Planning for stability, and the case for re-working the CPU

One of the things that we are determined to do with the MEGA65, is to have the core functions of the machine ready and stable from the outset.

In particular, we want people to be able to have dependable cycle timing for the CPU and VIC-IV, so far as is possible, so that people can safely write games and demos for it, without worrying about future updates breaking things.

The problem at the moment is that our existing 48MHz CPU doesn't meet timing closure, i.e., it is too fast for what the FPGA can guarantee will work, and it's also much too big: It takes up somewhere between 15% - 30% of the very large FPGA we are using.  This is a Bad Thing. Especially since we don't yet have a CPU core for an emulated floppy drive, and we would really like to be able to emulate two floppy drives at the same time, so we would need 3 CPUs.  Of course the floppy drive CPUs can be 6502s instead of 4502s, which simplifies things a bit, but it was still running the risk of being much too big.

Also, the current CPU has a couple of weird bugs that are proving hard to track down, because the existing CPU has been built by accretion, as I have realised things that need to be in it.

So, while on the one hand, it feels like we are going backwards in the short-term, I have started implementing an all new CPU, that will be much smaller, will meet timing closure, and will generally be simpler and easier to understand, and therefore to debug.
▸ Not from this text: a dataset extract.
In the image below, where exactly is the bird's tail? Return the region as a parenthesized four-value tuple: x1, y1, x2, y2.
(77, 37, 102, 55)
This will in fact be the 3rd or 4th CPU design for the MEGA65, depending on how you count things, and will also incorporate what I have learnt through that process, and also some other modern CPU features that I have been reading up on.  The net result is that the new CPU should be quite a lot faster than the current design, but you will have to wait for future blog posts to find out how fast, because even I don't yet know how fast it will end up being.

So expect a few blog posts over the coming days and weeks as I go through the design of the CPU, and document the process of getting it to work.